The sounds are interesting too: an assortment of terrible noises, even better than the faces. You rarely find someone that just lets loose, wails to their hearts content. No, like it’s ripped out. Some go with the slow, stuttering “ah...ah...ah” with no particular rhythm, their stomachs splitting a little bit more with every vocal flare-up. Lips stretched thin from side to side, drool dripping in thin lines down to their resting chin. Mouths pouty, faces constipated. Teeth set, ready to let out a long “eeeeeeh” when the silence is just too much. The gasp-hiccups, the whimpers, the sniffles, the authentic boo-hoos, there’s so much variety with every bit tragedy of they push out of their guts.
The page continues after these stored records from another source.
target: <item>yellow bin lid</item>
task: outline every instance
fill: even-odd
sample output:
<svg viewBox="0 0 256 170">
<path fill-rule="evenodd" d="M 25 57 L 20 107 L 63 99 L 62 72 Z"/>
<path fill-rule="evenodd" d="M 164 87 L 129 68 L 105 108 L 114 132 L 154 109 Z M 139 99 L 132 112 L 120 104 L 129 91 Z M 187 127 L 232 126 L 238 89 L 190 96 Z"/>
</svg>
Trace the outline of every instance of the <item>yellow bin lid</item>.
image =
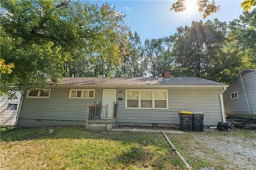
<svg viewBox="0 0 256 170">
<path fill-rule="evenodd" d="M 194 112 L 191 112 L 191 111 L 179 111 L 179 113 L 180 113 L 180 114 L 193 114 Z"/>
</svg>

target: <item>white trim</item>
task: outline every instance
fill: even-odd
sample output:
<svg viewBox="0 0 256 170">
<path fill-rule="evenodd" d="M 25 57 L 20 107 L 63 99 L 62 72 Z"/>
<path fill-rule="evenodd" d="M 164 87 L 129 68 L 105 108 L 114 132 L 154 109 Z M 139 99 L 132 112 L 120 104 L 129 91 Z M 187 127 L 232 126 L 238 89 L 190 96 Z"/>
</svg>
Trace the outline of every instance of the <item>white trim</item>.
<svg viewBox="0 0 256 170">
<path fill-rule="evenodd" d="M 138 100 L 138 107 L 127 107 L 127 91 L 138 91 L 138 98 L 134 98 L 134 100 Z M 140 96 L 140 92 L 141 91 L 152 91 L 152 107 L 141 107 L 141 96 Z M 156 108 L 155 107 L 155 98 L 154 98 L 154 91 L 165 91 L 166 93 L 166 99 L 159 99 L 162 100 L 166 100 L 166 108 Z M 132 99 L 132 98 L 129 98 Z M 168 110 L 169 109 L 169 105 L 168 105 L 168 90 L 167 89 L 125 89 L 125 109 L 150 109 L 150 110 Z"/>
<path fill-rule="evenodd" d="M 110 90 L 110 91 L 115 91 L 115 100 L 113 102 L 115 102 L 115 103 L 116 102 L 116 89 L 103 89 L 102 91 L 102 104 L 104 104 L 104 91 L 108 91 L 108 90 Z M 113 104 L 113 102 L 111 104 L 111 105 L 112 105 L 112 109 L 113 109 L 115 107 L 115 105 Z M 108 105 L 108 108 L 109 108 L 111 106 L 109 105 Z M 112 115 L 111 115 L 112 114 Z M 114 115 L 114 112 L 113 112 L 113 109 L 112 109 L 111 112 L 108 112 L 108 118 L 113 118 L 113 116 Z"/>
<path fill-rule="evenodd" d="M 51 89 L 35 89 L 35 90 L 37 90 L 37 96 L 36 97 L 29 97 L 28 95 L 29 93 L 29 91 L 31 90 L 34 90 L 34 89 L 29 89 L 27 91 L 27 95 L 26 97 L 27 98 L 50 98 L 51 96 Z M 40 97 L 40 94 L 41 93 L 41 90 L 49 90 L 49 96 L 48 97 Z"/>
<path fill-rule="evenodd" d="M 72 97 L 72 91 L 76 91 L 77 93 L 77 91 L 81 91 L 82 93 L 81 94 L 81 97 Z M 89 97 L 89 94 L 88 97 L 83 97 L 84 95 L 84 91 L 93 91 L 93 97 Z M 90 92 L 88 92 L 90 93 Z M 69 98 L 76 98 L 76 99 L 93 99 L 95 97 L 95 89 L 69 89 Z"/>
<path fill-rule="evenodd" d="M 226 123 L 226 114 L 225 112 L 224 102 L 223 102 L 223 93 L 226 91 L 227 88 L 224 87 L 223 89 L 221 89 L 220 93 L 220 107 L 221 109 L 222 121 Z"/>
<path fill-rule="evenodd" d="M 232 98 L 232 94 L 235 94 L 235 93 L 237 93 L 237 97 Z M 234 95 L 234 96 L 235 96 L 235 95 Z M 238 96 L 238 92 L 237 92 L 237 91 L 233 91 L 233 92 L 230 92 L 230 98 L 231 98 L 231 100 L 234 100 L 234 99 L 236 99 L 236 98 L 239 98 L 239 97 Z"/>
<path fill-rule="evenodd" d="M 141 88 L 141 86 L 143 87 L 147 88 L 223 88 L 223 87 L 228 87 L 228 85 L 148 85 L 148 84 L 85 84 L 85 85 L 50 85 L 49 87 L 136 87 L 136 88 Z"/>
</svg>

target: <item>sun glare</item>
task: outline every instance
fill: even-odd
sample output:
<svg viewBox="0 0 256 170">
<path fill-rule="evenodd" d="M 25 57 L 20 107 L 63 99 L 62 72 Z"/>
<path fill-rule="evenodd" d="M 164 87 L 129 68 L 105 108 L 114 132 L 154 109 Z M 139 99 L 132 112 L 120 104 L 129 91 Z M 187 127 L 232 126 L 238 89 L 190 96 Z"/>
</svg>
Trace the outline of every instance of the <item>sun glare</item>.
<svg viewBox="0 0 256 170">
<path fill-rule="evenodd" d="M 196 0 L 185 0 L 185 12 L 187 13 L 195 12 L 197 10 Z"/>
</svg>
For the sake of dignity, the bar leaves the lights off when they announce last call, waiting until everyone files out to turn them back on. The women go to the bathroom to reapply their veneer, the men sit at the bar to compose themselves for a minute or two, talking in short spurts about work the next day, the shitty weather in the past week, the price of gas.

Then they go home.

They get a good night’s sleep, chest lifted, shut lids soothing sore eyes. Gut emptied of what formerly felt like lead. Maybe thinking about going next week because they don’t feel comfortable crying on the subway, or during lunch, or when driving their car. Not socially acceptable. Maybe they just like a fucked up night. But they’ll come back next Thursday and the house band will play, the actors will play their roles, and the audience will sleep like children, no restraint, everything out.